Germination is the essential first step for growing your own plants from seed. And while most seeds will germinate reliably, any failure can be both disappointing and discouraging, especially for gardeners with less seed-sowing experience.
Testing the viability of a seed batch before putting the seeds into the ground lets you discover any potential problems early on, preventing you from putting your time and effort into growing seeds that may not be viable or may give disappointing results.
The quickest, easiest and least expensive way of testing seed viability is to use the DIY paper towel method. Start a few days to weeks before the recommended sowing time so you get your results before it's time to sow the seeds. Here's what to do.
Why Test Your Seeds?
When you test seeds, you can provide the ideal conditions for germination, ruling out the effects of bad weather, soil-borne disease or other environmental factors. If it fails, you know that it's the seeds that are likely the problem rather than any 'user' (or gardener) error. Newly bought seeds shouldn't need testing, but there are four common scenarios where taking the extra step makes a lot of sense.
- If you've got old seeds that you've kept for a couple of years or that have passed their packet's sow-by date. They may still be viable, but it's not guaranteed.
- If you have seeds of unknown age, for example, ones donated by a fellow gardener without proper labelling.
- If the seeds haven't been stored in ideal conditions, such as in direct light or high humidity.
- If you've saved seeds from your own plants and want to check that they're good to sow before trusting your next crop to them.
Which Seeds Can Be Tested?
Most seeds can be tested using this simple paper towel technique. However, seeds that take an especially long time to germinate are at risk of going mouldy before the test is finished. Similarly, seeds that need soaking, stratification or scarification before sowing may rot before germinating successfully. These more difficult seeds can be sown in vermiculite to test for viability, but for all other seeds, the paper towel technique is the quickest and most straightforward way.
How to Test Seeds Using the Paper Towel Method
As well as the seeds you want to test, you'll need four common items which can be found in a typical kitchen or a gardener's toolset:
- A double sheet of paper towel
- A plastic bag such as a zip lock or freezer bag
- A permanent marker or pencil for labelling
- A garden sprayer or mister
For seeds that usually need sowing beneath the soil's surface, follow these eight simple steps to complete the test.

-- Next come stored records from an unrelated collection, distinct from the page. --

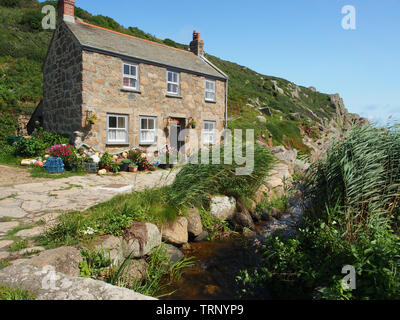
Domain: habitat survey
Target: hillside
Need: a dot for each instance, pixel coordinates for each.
(272, 106)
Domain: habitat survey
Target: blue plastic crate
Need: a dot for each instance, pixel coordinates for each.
(54, 165)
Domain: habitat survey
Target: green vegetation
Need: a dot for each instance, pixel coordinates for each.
(94, 263)
(353, 221)
(15, 294)
(160, 274)
(194, 182)
(192, 187)
(111, 217)
(4, 264)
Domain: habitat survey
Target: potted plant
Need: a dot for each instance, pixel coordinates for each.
(133, 167)
(105, 161)
(192, 124)
(114, 167)
(124, 165)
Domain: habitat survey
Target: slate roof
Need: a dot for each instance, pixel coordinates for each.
(97, 38)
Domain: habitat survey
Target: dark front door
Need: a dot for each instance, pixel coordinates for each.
(175, 140)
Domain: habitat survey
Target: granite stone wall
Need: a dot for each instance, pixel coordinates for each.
(62, 85)
(103, 94)
(78, 83)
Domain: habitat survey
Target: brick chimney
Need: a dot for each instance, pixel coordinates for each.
(197, 45)
(66, 10)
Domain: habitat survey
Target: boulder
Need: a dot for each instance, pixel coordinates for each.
(136, 270)
(282, 154)
(195, 226)
(113, 246)
(242, 220)
(176, 232)
(223, 208)
(140, 239)
(65, 260)
(260, 194)
(47, 284)
(173, 252)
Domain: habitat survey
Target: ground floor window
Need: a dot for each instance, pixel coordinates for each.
(148, 130)
(209, 132)
(117, 129)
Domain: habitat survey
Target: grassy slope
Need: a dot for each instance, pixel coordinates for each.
(23, 47)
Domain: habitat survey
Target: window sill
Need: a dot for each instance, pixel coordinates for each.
(173, 96)
(131, 90)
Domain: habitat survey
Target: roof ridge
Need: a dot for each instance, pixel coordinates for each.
(130, 36)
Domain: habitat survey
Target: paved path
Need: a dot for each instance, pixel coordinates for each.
(37, 205)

- Spray the paper with water so that it's evenly dampened but not dripping wet.
- Place 10-20 seeds on one half of the paper, ideally in neat-ish rows for easier counting, but smaller seeds can be simply scattered and spread apart using tweezers.
- Fold the paper over to cover the seeds.
- Roll it up into a tube.
- Put the tube in the plastic bag, sealing loosely, and labelling with the seed type and date.

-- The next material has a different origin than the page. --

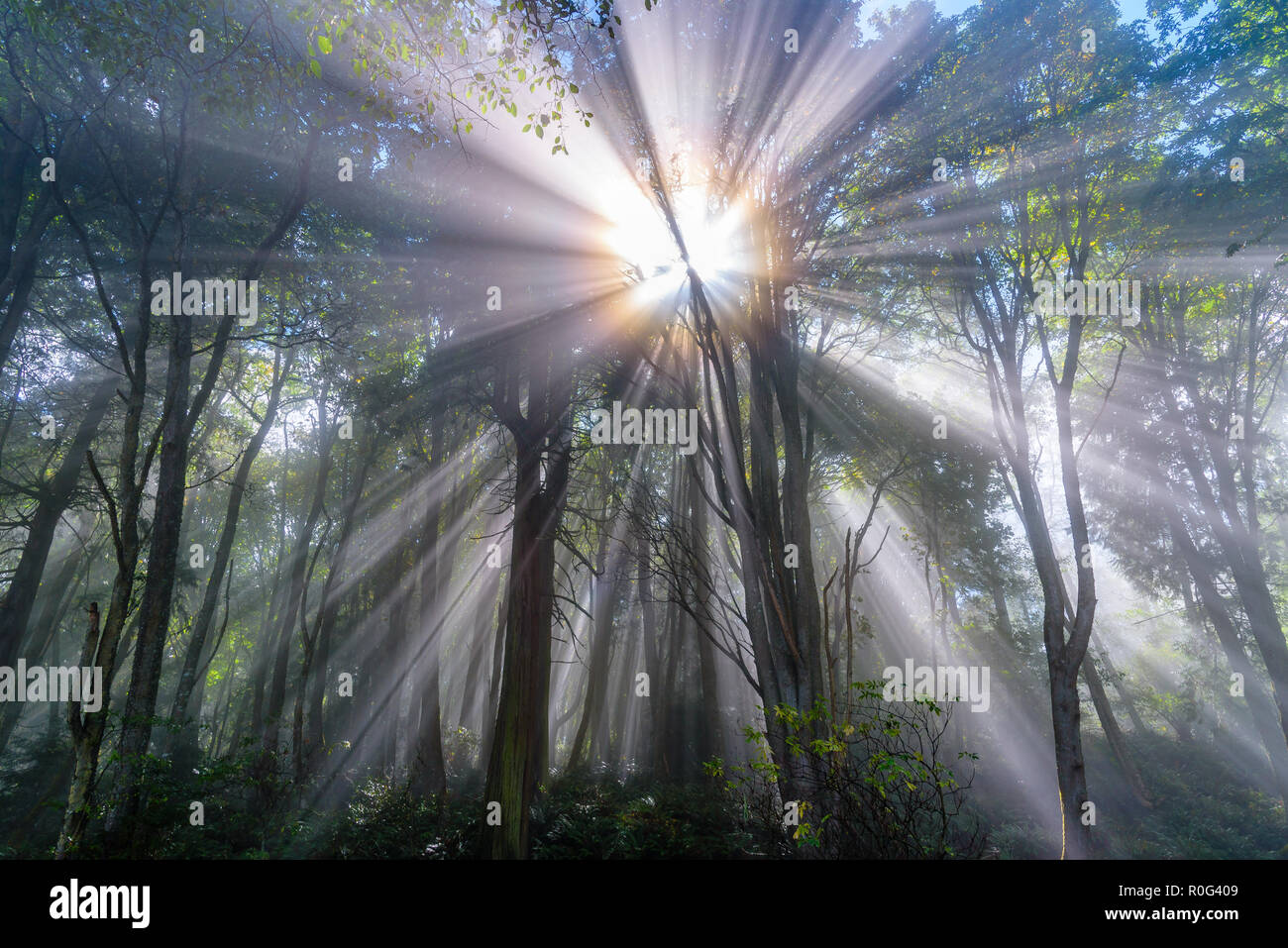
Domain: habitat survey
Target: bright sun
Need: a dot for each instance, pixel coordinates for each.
(643, 240)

- Keep the bag out of direct sunlight and at a temperature as close as possible to the germination requirements for that particular seed.
- Check every couple of days to make sure the paper hasn't either dried out or gone mouldy, both of which will spoil the test.

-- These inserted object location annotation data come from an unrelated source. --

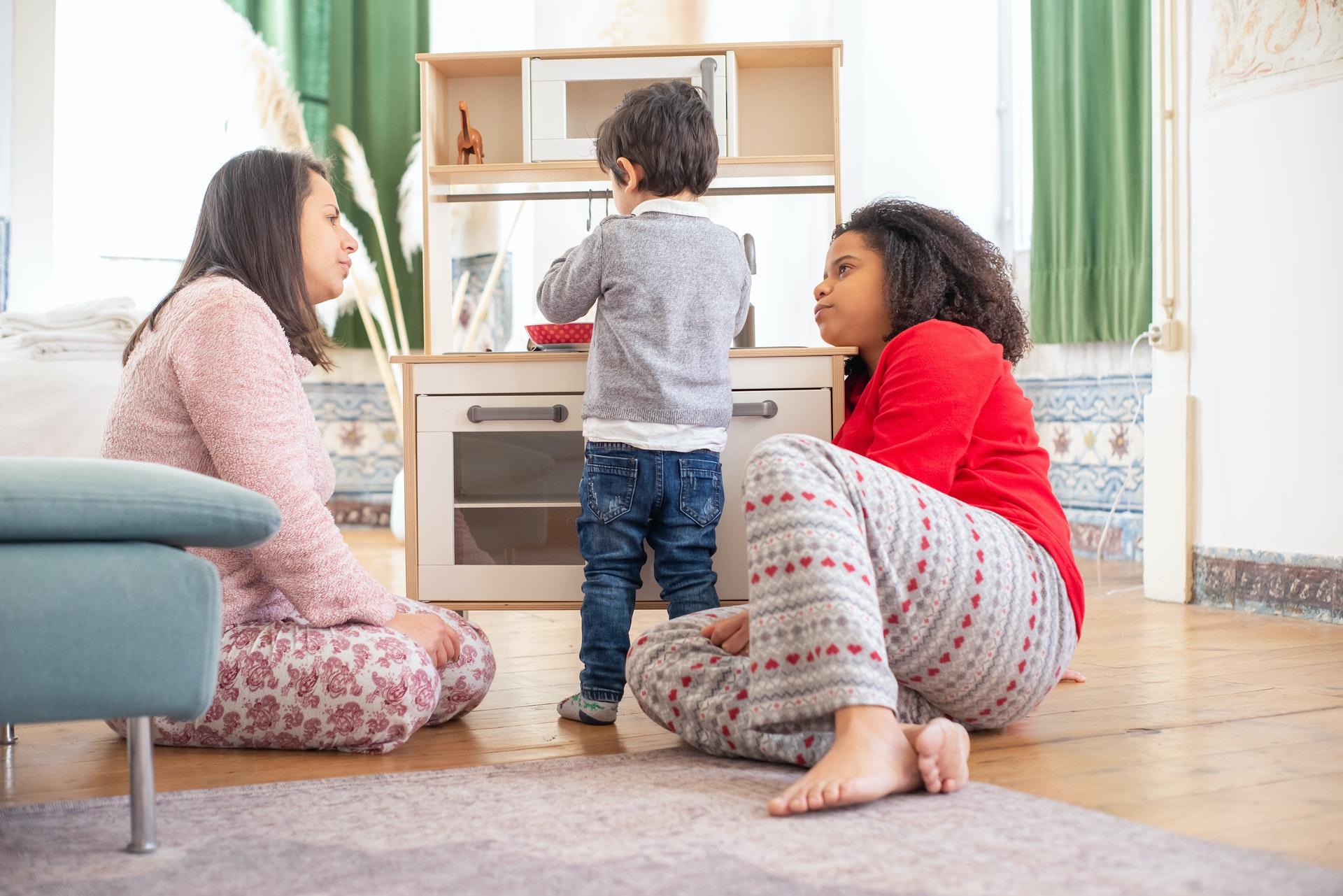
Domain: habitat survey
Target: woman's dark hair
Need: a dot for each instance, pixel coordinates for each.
(669, 131)
(940, 269)
(249, 230)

- Once the expected days-to-germination period is nearly over, check more often for sprouting. When it seems that all the seeds have either sprouted or won't now do so, the test is completed.
For those surface-sown seeds which require light to germinate, such as lettuce, testing is even easier. Simply place the seeds on the dampened paper sheet and leave uncovered in a well-lit place, misting regularly to stop the towel from drying out. You can also use plastic cling film to cover the seeds, which helps to keep the paper towel damp without blocking out the light.
In both cases, any sprouted seeds can later be carefully transplanted into seed raising mix once they've sprouted. If you avoid damaging the delicate first roots, they should continue to grow on as normal.
Calculating the Germination Rate
Before planting the sprouted seeds, calculate the germination rate so you have a precise idea of the batch's viability. To do this, count the number of seeds with emerging radicles, or roots. Divide this figure by the total number of seeds tested, and multiply by 100 to give the germination rate as a percentage.
For example, if 7 out of 10 seeds sprouted, the calculation is 7/10 X 100 = 70%.
For most common veggies, a germination rate of 70-80% or more means the seeds are still perfectly viable and can be sown as normal. Flowers, many native plant varieties and some kinds of 'wild' herbs have naturally lower germination rates, but they should still be around the two-thirds or more mark.
If the figure for veggies falls to 50-70%, you can still use the seeds but sow a few extra for insurance, thinning the seedlings later if necessary. Alternatively, use these slightly less viable batches in seed bombs where predictable germination isn't necessary, or densely sow suitable varieties as microgreens where low sprouting rates won't matter.
However, once the rate falls much below 40%, it's best either to dispose of the seeds or use them with a 'nothing to lose' attitude where failure to germinate won't be a disappointment.